The performance wasn’t bad, but it could have been a bit more engaging – it never hurts to make a bit of a connection with the crowd and to do that, you probably need to get a lot closer to them and maybe even make eye contact. It’s not a major problem for this band, as there was still plenty going on, but I’m pretty sure they would have won more people over with a few brief visits to the edge of the stage.
The up tempo tracks were really working out well, but the corker of the night was ‘Put Your Dukes Up John’, which, unlike the rest of the set, utilised all the backing vocals that The Little Flames had to offer – and they sung their big hearts out.

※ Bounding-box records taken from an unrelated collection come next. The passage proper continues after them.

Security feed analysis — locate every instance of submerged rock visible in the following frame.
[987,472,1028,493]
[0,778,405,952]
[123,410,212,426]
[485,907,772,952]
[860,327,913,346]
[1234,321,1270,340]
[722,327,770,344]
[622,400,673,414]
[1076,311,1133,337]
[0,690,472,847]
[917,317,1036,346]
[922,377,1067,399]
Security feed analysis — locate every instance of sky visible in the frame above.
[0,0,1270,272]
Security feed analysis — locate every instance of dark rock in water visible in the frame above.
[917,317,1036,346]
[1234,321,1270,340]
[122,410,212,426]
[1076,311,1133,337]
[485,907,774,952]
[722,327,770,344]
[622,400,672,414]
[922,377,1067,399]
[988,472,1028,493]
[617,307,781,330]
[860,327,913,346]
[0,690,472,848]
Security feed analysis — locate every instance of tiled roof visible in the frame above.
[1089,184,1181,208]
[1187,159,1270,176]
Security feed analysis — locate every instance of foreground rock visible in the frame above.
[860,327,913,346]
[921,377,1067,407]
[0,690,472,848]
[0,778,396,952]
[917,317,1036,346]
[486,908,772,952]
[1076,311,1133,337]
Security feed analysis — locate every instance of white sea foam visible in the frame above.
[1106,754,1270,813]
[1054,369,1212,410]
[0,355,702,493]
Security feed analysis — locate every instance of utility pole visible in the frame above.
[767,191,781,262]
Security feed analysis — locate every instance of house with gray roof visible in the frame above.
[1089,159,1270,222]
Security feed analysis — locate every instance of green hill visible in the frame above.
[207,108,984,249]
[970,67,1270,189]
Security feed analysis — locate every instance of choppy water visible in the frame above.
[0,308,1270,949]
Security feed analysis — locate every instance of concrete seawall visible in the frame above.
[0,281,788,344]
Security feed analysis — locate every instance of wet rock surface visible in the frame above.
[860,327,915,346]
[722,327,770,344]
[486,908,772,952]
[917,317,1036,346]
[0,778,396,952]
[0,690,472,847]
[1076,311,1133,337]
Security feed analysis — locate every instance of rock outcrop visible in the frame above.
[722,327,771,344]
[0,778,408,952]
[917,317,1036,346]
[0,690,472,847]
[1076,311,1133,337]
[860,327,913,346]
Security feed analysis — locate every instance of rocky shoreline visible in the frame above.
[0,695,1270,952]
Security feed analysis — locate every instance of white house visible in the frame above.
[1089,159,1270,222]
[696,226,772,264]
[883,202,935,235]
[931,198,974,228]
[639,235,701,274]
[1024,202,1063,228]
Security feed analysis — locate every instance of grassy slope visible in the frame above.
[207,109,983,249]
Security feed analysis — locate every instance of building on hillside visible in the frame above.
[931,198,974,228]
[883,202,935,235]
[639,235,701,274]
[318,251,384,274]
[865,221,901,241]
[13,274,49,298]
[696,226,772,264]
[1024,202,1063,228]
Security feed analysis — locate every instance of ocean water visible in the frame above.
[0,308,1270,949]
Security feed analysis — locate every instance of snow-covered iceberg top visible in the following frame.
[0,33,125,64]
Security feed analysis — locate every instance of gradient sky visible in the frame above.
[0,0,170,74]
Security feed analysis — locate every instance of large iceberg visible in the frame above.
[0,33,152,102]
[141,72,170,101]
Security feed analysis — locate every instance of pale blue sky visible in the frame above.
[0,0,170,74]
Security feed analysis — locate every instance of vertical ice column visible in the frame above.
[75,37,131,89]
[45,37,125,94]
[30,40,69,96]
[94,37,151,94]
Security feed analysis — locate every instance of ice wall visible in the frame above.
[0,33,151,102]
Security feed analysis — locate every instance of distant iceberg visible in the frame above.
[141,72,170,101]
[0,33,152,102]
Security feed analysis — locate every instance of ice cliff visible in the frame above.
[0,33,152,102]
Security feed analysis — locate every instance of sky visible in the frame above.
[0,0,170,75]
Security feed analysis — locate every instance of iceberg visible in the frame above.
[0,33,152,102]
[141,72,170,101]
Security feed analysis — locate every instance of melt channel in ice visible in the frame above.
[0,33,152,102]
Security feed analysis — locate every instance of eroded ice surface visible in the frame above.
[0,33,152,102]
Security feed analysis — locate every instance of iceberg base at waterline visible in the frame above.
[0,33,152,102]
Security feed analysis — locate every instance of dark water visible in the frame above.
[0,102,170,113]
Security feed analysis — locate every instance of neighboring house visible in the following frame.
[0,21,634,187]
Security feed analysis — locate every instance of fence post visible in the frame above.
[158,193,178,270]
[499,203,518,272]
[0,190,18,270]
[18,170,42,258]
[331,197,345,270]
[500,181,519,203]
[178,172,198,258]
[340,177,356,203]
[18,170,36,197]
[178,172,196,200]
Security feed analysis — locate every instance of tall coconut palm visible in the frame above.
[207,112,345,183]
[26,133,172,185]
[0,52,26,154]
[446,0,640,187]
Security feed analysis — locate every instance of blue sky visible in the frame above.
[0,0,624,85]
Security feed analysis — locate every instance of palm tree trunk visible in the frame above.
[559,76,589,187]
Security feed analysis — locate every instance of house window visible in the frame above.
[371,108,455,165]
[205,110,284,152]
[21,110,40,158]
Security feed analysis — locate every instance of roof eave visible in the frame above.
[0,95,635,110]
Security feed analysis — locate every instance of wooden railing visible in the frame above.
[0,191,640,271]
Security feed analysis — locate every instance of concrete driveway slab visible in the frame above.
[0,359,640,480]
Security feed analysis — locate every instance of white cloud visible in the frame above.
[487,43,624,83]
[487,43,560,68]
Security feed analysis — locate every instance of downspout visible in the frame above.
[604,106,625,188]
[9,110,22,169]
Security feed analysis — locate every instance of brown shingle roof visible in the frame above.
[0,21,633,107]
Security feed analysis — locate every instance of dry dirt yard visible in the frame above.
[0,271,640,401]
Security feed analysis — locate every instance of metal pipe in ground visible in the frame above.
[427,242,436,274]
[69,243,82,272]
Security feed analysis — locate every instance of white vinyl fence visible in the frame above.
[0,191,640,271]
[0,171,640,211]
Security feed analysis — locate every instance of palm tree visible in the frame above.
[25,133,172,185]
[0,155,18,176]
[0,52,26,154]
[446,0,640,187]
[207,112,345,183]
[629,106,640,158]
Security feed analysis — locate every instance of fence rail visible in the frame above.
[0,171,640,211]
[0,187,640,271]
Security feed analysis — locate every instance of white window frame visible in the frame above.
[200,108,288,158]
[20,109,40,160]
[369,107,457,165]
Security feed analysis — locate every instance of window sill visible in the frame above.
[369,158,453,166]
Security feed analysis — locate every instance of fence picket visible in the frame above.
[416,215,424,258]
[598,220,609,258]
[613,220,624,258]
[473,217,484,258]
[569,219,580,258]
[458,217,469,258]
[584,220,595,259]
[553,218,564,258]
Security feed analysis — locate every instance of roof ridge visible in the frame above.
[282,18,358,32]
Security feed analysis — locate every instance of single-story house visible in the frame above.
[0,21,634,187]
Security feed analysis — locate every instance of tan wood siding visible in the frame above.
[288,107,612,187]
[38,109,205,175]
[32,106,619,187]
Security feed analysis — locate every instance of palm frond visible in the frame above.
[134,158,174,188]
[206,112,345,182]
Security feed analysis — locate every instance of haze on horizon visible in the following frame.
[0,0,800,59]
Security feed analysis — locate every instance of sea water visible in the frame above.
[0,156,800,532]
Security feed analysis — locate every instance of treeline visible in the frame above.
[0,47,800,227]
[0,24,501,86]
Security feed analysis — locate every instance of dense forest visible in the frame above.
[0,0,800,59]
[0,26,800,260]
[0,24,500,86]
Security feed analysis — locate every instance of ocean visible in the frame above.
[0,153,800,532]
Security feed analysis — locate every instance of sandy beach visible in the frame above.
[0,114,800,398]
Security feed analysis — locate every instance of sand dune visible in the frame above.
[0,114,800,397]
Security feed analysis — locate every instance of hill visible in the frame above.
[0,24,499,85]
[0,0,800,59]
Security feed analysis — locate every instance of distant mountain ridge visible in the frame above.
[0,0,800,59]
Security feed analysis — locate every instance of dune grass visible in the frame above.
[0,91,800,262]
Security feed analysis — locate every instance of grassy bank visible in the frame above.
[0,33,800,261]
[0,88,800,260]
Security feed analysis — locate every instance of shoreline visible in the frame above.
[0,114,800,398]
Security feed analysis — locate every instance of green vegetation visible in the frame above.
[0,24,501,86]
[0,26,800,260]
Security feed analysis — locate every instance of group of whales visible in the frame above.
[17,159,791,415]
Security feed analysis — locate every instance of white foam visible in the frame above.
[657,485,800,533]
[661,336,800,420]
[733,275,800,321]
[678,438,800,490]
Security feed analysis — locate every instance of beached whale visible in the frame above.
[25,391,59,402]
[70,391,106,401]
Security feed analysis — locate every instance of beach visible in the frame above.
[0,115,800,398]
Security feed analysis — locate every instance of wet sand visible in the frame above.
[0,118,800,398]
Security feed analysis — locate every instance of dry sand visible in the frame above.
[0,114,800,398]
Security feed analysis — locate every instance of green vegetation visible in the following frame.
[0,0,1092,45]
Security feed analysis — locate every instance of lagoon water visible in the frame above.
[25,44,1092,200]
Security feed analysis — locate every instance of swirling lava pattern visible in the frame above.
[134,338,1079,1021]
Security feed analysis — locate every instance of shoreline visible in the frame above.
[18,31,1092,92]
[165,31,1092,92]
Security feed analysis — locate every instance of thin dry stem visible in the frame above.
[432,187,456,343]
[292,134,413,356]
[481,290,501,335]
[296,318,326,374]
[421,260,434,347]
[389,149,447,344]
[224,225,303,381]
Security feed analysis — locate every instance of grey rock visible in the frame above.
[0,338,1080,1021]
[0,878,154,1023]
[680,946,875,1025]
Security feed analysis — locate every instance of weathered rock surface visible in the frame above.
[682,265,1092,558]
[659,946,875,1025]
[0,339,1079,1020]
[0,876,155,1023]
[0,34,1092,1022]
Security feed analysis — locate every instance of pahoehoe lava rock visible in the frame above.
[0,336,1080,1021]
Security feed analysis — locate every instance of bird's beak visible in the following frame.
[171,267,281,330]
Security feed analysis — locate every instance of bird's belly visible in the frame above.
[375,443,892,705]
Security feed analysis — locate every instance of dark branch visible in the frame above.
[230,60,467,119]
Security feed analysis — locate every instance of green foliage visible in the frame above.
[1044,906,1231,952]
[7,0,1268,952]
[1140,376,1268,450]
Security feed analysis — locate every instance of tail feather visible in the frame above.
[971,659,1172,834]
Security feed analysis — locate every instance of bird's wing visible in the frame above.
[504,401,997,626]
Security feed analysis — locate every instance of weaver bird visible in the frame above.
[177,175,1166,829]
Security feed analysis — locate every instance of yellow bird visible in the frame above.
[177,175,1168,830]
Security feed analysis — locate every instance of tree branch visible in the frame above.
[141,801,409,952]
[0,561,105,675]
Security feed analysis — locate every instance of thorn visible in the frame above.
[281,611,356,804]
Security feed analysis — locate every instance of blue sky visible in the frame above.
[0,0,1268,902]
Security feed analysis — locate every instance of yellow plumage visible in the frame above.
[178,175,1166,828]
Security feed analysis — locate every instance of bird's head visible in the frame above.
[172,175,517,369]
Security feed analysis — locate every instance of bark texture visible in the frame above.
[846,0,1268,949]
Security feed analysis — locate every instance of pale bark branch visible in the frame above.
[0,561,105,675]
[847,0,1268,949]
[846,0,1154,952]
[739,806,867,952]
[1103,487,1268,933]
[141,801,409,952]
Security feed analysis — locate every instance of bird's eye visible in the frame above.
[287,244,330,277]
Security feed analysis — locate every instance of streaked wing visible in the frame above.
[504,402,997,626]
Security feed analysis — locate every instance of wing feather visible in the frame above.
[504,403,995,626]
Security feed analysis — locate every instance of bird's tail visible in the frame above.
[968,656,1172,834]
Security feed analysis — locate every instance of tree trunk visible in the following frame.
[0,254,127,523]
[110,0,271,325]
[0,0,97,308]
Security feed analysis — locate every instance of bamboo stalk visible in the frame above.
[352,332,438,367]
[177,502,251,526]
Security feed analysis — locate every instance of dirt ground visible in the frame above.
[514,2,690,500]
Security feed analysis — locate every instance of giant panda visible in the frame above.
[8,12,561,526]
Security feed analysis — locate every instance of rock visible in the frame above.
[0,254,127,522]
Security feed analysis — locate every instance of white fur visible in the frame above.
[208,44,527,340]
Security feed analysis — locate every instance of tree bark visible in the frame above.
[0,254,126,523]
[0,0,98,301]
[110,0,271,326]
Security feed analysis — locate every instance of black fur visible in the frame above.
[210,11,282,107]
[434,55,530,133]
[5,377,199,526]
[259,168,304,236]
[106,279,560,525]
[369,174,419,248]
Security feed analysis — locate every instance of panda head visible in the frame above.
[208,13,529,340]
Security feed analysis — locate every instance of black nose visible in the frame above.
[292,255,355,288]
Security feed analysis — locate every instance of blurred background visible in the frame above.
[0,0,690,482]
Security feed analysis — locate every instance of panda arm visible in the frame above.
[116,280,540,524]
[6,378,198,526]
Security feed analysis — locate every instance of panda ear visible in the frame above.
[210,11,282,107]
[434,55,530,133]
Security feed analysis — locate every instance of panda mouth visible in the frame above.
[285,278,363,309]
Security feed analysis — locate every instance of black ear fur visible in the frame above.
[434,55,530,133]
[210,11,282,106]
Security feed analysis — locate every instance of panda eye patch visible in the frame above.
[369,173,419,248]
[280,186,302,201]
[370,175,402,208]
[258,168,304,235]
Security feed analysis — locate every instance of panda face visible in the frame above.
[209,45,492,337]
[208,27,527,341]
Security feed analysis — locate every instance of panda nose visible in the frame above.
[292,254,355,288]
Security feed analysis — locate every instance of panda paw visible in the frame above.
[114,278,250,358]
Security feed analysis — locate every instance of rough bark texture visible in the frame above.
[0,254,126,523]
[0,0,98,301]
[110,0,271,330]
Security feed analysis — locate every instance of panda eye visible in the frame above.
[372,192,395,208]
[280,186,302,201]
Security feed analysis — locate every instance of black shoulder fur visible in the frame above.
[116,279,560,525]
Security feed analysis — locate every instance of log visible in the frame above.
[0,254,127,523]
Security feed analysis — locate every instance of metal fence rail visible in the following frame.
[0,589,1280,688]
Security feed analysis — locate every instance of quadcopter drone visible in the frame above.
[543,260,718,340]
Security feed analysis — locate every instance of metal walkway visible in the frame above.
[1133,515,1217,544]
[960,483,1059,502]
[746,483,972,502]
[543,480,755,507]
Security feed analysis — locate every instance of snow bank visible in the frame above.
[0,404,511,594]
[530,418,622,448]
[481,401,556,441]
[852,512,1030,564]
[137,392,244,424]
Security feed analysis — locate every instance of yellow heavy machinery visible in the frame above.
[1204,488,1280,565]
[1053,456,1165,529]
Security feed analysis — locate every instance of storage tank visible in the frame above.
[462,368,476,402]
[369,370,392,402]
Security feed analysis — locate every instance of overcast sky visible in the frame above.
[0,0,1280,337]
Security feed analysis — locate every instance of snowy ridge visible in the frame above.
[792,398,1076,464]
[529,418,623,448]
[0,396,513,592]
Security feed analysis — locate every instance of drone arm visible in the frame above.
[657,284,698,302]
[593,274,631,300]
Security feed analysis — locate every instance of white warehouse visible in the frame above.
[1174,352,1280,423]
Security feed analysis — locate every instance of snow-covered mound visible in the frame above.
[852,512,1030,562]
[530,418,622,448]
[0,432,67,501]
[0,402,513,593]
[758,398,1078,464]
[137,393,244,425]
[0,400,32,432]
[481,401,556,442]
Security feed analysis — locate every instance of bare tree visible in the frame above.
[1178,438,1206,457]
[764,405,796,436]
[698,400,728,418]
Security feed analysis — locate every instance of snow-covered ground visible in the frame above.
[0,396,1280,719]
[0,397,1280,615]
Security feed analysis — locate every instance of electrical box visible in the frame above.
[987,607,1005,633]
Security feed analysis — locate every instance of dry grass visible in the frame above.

The Zutons appeared in a dramatic curtain raising moment and worked the crowd from start to finish (‘Why Don’t You Give Me Your Love’ to ‘Confusion’) with a mobile performance and a series of cracking songs. The new material takes a slightly heavier path than their first album, but the jazzy indie-pop is still at the heart of their sound.
The big sing-along moment came with ‘You Will, You Won’t’, which was slightly interrupted for me by the strange ‘masturbation-dance’ being performed by the chap in front of me, who was so caught up in the music he didn’t quite realise what it looked like he was doing, but this didn’t detract from distinct and energetic climax of the show.
The Zutons seem to be doing very well while remaining arguably underplayed on radio stations and music television alike (in fact, I’d only ever seen their most recent video on Saturday morning television before this show.)
I left the venue with an inherent sense of optimism. Music can be daring without being self-indulgent, harmonious and intellectual without being boring.